Il convient également de noter qu’aucun cadre juridique précis pour l’euro numérique n’a encore été adopté. Les députés devraient adopter le règlement correspondant d’ici 2026, condition préalable à toute mise en œuvre du projet.

Ne plus dépendre des sociétés de paiement étrangères

Certains banquiers ont exprimé leurs inquiétudes et leur scepticisme quant à la création de l’euro numérique.

Le directeur général du Crédit Mutuel français, Daniel Baal, a écrit sur LinkedIn que l’euro numérique « ne répond à aucun besoin clair des citoyens » et n’offre « aucun avantage substantiel par rapport aux méthodes de paiement existantes ».

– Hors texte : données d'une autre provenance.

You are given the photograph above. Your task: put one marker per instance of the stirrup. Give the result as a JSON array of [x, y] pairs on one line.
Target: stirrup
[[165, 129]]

Michael Anseeuw, directeur général de BNP Paribas Fortis Belgique, a déclaré au journal belge L’Echo que le projet de monnaie numérique de la BCE était une « fausse bonne idée », le qualifiant de « superflu », tout en soulignant le développement de nouvelles alternatives de paiement européennes telles que Wero.

Néanmoins, la BCE affirme que l’un des objectifs de cette monnaie complémentaire est de « réduire la dépendance à l’égard des prestataires non européens ».

Les géants américains Visa et Mastercard représentent environ 70 % du marché des paiements par carte en Europe. Colmant a souligné que les banques commerciales européennes « utilisent Visa et Mastercard, même si la licence est américaine ».

Valdis Dombrovskis, commissaire européen chargé de l’économie et de la productivité, a souligné l’importance de garantir l’autonomie stratégique de l’Europe et d’éviter de dépendre des systèmes de paiement étrangers, d’autant plus que le commerce en ligne continue de croître.